Change #1106303 merged by BCornwall:

[operations/puppet@production] Swift: Mark ms-be2075 as failed, remove from prod

https://gerrit.wikimedia.org/r/1106303

ms-be2075 will be effectively removed from the ring (weights set to 0), but a small snag: Swift rings have an enforced minimum time between changes for data integrity reasons and the next availability for application will be at 20:15 UTC. Unfortunately, we'll need to wait.

The depool won't entirely help (writes always go to both clusters), but diverting read traffic to eqiad swift should help mitigate user impact a bit.
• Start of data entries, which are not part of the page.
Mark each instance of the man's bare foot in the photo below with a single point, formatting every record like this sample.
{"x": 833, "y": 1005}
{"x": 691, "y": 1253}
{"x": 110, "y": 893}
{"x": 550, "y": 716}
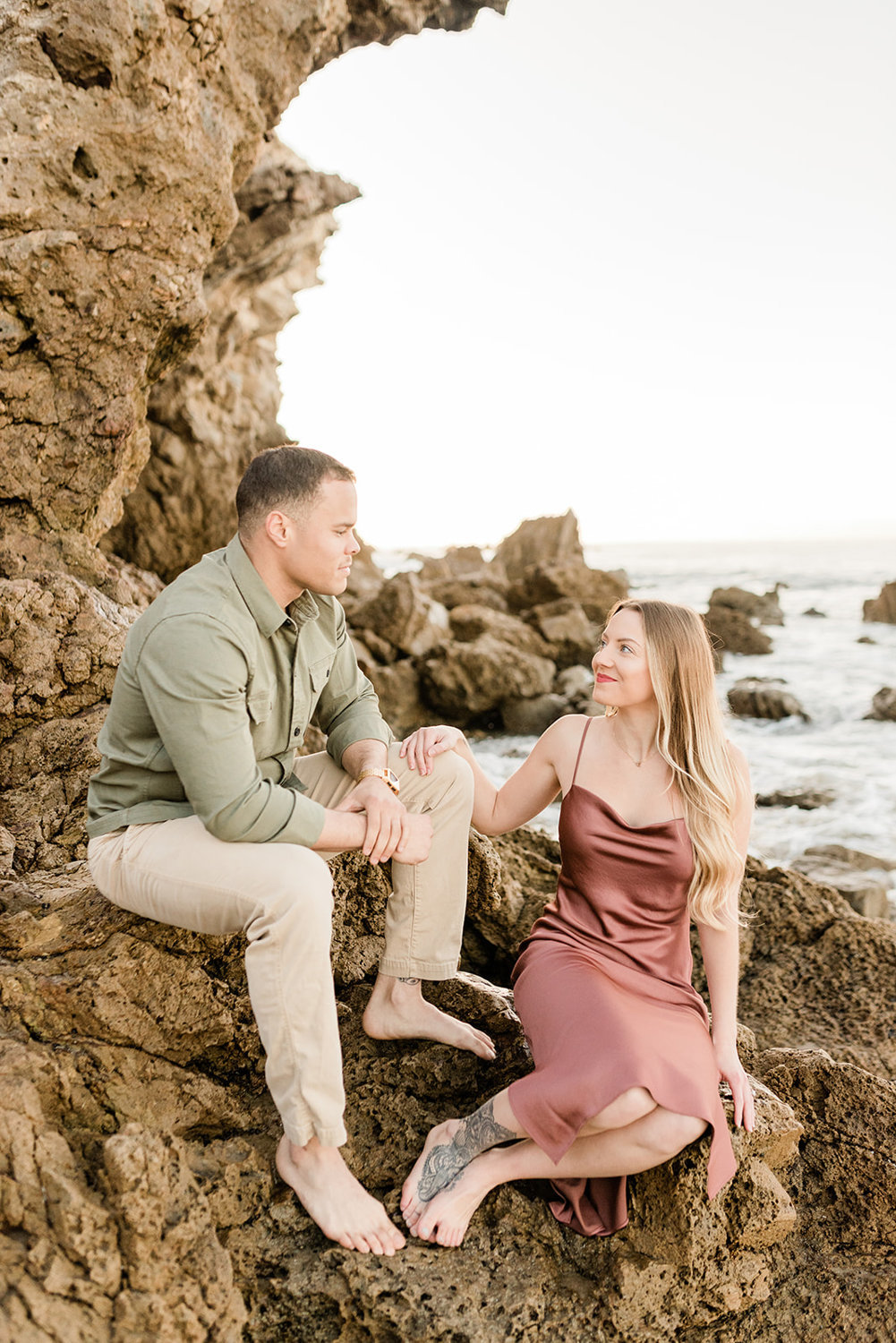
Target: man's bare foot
{"x": 431, "y": 1171}
{"x": 397, "y": 1010}
{"x": 448, "y": 1216}
{"x": 333, "y": 1198}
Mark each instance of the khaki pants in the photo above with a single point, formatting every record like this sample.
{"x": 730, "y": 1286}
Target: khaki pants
{"x": 281, "y": 896}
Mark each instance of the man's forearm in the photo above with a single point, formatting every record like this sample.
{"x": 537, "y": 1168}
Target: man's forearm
{"x": 341, "y": 830}
{"x": 364, "y": 755}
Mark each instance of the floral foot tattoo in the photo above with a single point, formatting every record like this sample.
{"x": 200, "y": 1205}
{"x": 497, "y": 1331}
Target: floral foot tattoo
{"x": 445, "y": 1163}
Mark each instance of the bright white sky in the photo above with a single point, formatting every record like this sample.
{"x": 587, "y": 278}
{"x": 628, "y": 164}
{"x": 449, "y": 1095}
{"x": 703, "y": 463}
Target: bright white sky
{"x": 636, "y": 260}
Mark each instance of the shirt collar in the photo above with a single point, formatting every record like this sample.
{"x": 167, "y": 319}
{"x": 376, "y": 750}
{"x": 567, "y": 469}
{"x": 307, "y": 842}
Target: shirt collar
{"x": 266, "y": 612}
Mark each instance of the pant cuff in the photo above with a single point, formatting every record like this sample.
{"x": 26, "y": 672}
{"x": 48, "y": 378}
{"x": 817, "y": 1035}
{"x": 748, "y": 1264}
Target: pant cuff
{"x": 303, "y": 1133}
{"x": 410, "y": 969}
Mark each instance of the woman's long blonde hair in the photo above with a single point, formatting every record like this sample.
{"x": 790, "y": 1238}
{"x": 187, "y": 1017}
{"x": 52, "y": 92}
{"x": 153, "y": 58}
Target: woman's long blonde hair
{"x": 692, "y": 741}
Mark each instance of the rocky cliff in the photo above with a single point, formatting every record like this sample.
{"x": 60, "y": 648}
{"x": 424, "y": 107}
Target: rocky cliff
{"x": 152, "y": 234}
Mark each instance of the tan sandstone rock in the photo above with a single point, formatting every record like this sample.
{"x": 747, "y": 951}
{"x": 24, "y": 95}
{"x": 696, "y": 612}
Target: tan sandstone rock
{"x": 882, "y": 607}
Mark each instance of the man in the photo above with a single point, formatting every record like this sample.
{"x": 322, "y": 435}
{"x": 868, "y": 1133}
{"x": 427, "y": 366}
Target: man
{"x": 201, "y": 814}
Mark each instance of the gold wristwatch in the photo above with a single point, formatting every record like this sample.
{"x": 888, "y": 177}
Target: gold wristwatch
{"x": 386, "y": 775}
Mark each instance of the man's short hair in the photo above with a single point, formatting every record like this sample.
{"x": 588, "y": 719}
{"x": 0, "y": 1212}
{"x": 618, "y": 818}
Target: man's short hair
{"x": 286, "y": 478}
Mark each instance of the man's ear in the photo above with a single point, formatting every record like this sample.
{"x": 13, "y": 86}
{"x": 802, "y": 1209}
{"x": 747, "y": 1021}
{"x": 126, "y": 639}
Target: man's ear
{"x": 277, "y": 526}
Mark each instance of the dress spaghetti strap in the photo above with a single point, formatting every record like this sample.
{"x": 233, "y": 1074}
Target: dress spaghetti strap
{"x": 581, "y": 748}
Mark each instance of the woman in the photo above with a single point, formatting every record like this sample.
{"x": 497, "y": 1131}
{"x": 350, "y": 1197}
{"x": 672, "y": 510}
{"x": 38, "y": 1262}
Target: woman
{"x": 653, "y": 830}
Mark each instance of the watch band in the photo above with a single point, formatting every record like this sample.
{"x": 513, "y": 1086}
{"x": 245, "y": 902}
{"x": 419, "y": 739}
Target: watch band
{"x": 386, "y": 775}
We should restore it before US staff stop work at the end of today, though.

Ehm. it this a problem ? or a side effect of the depool taking effect after that 20:15 window ?

Screenshot 2024-12-23 at 21.08.51.png (1×2 px, 221 KB)

@TheDJ That was a result of a separate issue that is now resolved (it's been quite a day for swift!)

(it's been quite a day for swift!)

@BCornwall lets just hope then that it had to get this out of its system before Christmas and now its done :)

BCornwall claimed this task.

This should be fixed now that ms-be2075 is taken out of the ring. Thanks to @MatthewVernon for doing all the heavy lifting.